Crisis energética, altos costos y devaluación ponen en riesgo a 3,000 MIPYMES en Honduras

ECONOMÍA EDITOR DM
La crisis energética, la devaluación gradual del lempira y el aumento constante de los costos de operación mantienen en una situación crítica a las micro, pequeñas y medianas empresas (Mipymes) de Honduras, especialmente en la zona norte del país, donde representantes del sector advierten que unas 3,000 unidades productivas están al borde de la quiebra. La problemática, que afecta principalmente al Valle de Sula, también amenaza miles de puestos de trabajo y genera preocupación por el impacto que podría tener sobre la economía nacional.

Dirigentes empresariales señalaron que los apagones y racionamientos de energía se han convertido en uno de los principales obstáculos para mantener la actividad productiva. Victorino Carranza, representante del sector Mipyme, explicó que la falta de un suministro eléctrico continuo obliga a detener procesos de producción, retrasa la entrega de pedidos y dificulta el cumplimiento de compromisos comerciales. "Una empresa necesita energía para funcionar. Sin electricidad difícilmente se puede producir, y los apagones están afectando a todo el país", expresó.

Según Carranza, las interrupciones del servicio eléctrico repercuten con mayor fuerza en actividades como la industria textil y la confección, donde cumplir con los tiempos de entrega resulta indispensable para conservar contratos y clientes. Además, afirmó que la incertidumbre generada por los cortes incrementa los gastos operativos, reduce la capacidad de competir y ha llevado a numerosos negocios a cerrar sus puertas en los últimos meses.

Devaluación y mayores costos profundizan la crisis

El panorama, según los representantes del sector, también se complica por la depreciación gradual de la moneda nacional. El empresario y analista económico Menotti Maradiaga manifestó que este proceso representa una presión adicional para las Mipymes, que ya enfrentan incrementos en la tarifa eléctrica, dificultades por los racionamientos, problemas derivados de la extorsión y una competencia cada vez mayor por el ingreso de productos provenientes de China. "El presidente del Banco Central ya nos había informado que continuarán las devaluaciones graduales. Es otro obstáculo más para el sector, que se suma al aumento de la energía eléctrica, los racionamientos, los apagones, la extorsión y el ingreso de productos provenientes de China", señaló.

Maradiaga sostuvo que el encarecimiento de los insumos y el incremento de los gastos necesarios para operar están debilitando la capacidad de permanencia de miles de pequeños negocios. A su criterio, esta realidad también favorece el crecimiento de la economía informal, donde, según indicó, más de 1.2 millones de hondureños desarrollan actividades laborales sin acceso a un salario digno ni a los beneficios que ofrece el empleo formal.

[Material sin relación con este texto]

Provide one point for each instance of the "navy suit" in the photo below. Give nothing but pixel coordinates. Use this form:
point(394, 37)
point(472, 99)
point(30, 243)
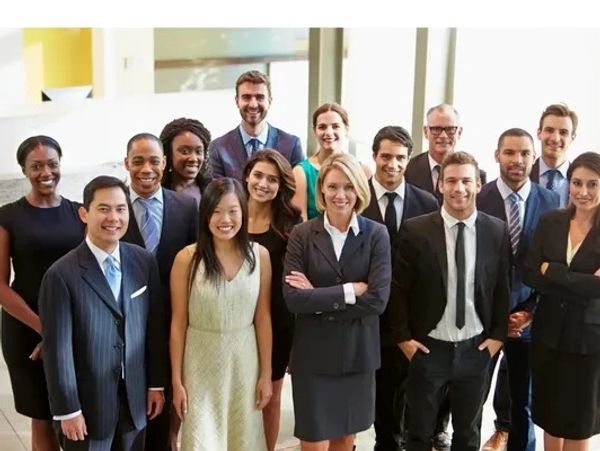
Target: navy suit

Carranza también cuestionó que, pese a las inversiones anunciadas en infraestructura eléctrica durante los últimos años, los racionamientos continúan afectando al Valle de Sula, región que concentra más del 60 % de las Mipymes del país y que representa uno de los principales centros de producción y dinamismo económico. Consideró que fortalecer la administración del sistema eléctrico es una tarea urgente para evitar que continúe el cierre de empresas.

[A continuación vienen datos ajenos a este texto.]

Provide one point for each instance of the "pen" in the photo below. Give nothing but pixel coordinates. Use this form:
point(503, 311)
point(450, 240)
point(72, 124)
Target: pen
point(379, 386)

El representante empresarial recordó que las micro, pequeñas y medianas empresas generan alrededor de dos millones de empleos permanentes en Honduras, aunque aseguró que la crisis ya ha provocado la pérdida de unos 40,000 puestos de trabajo. En ese sentido, hizo un llamado a las autoridades para impulsar acciones que permitan garantizar condiciones adecuadas para la operación del sector. "Si no se garantiza un suministro eléctrico estable y no se crean condiciones que permitan a las empresas seguir operando, la cifra de cierres y despidos continuará aumentando", advirtió.

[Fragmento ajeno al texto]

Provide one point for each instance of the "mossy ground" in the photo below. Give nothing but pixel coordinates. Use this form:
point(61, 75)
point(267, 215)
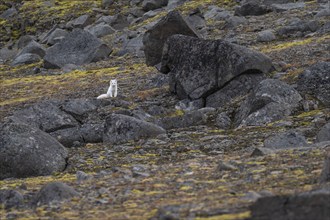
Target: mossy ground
point(181, 172)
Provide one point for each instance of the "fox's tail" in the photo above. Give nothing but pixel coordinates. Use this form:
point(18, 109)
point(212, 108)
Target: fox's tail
point(103, 96)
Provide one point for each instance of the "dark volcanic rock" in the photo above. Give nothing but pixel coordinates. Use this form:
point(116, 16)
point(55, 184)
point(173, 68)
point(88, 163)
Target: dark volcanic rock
point(251, 8)
point(46, 116)
point(55, 191)
point(315, 81)
point(198, 68)
point(79, 47)
point(10, 199)
point(236, 88)
point(289, 139)
point(192, 118)
point(324, 133)
point(271, 100)
point(325, 175)
point(122, 128)
point(154, 39)
point(27, 151)
point(306, 206)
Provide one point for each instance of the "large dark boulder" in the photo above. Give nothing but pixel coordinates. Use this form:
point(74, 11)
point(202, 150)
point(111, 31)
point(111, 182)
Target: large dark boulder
point(234, 90)
point(270, 101)
point(305, 206)
point(79, 47)
point(198, 68)
point(27, 151)
point(154, 39)
point(46, 116)
point(54, 192)
point(123, 128)
point(324, 133)
point(315, 81)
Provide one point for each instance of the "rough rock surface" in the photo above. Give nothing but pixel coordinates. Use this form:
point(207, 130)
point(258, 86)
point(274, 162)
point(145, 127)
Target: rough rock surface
point(315, 81)
point(198, 68)
point(271, 100)
point(155, 38)
point(27, 151)
point(122, 128)
point(305, 206)
point(55, 191)
point(79, 47)
point(289, 139)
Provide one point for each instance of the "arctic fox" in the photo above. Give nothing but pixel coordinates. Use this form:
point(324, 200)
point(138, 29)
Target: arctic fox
point(112, 91)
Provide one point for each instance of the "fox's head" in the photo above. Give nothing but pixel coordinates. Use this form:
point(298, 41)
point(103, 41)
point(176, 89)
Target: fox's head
point(113, 82)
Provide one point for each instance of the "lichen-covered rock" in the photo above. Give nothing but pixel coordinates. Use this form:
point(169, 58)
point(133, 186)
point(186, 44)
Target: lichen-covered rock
point(55, 191)
point(270, 101)
point(198, 68)
point(154, 39)
point(315, 81)
point(289, 139)
point(122, 128)
point(79, 47)
point(46, 116)
point(27, 151)
point(305, 206)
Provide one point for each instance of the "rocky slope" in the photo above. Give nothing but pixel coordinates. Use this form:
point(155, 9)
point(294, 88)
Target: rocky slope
point(229, 119)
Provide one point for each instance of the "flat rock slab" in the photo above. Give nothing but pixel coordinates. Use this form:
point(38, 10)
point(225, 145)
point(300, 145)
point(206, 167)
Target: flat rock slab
point(154, 39)
point(26, 151)
point(79, 47)
point(306, 206)
point(198, 68)
point(122, 128)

Los dirigentes coincidieron en que la recuperación de las Mipymes dependerá de la implementación de medidas orientadas a reducir los costos de operación y asegurar un servicio eléctrico confiable. De mantenerse el escenario actual, alertaron que más empresas podrían cesar actividades, con efectos directos sobre el empleo, la inversión y el desempeño de la economía hondureña.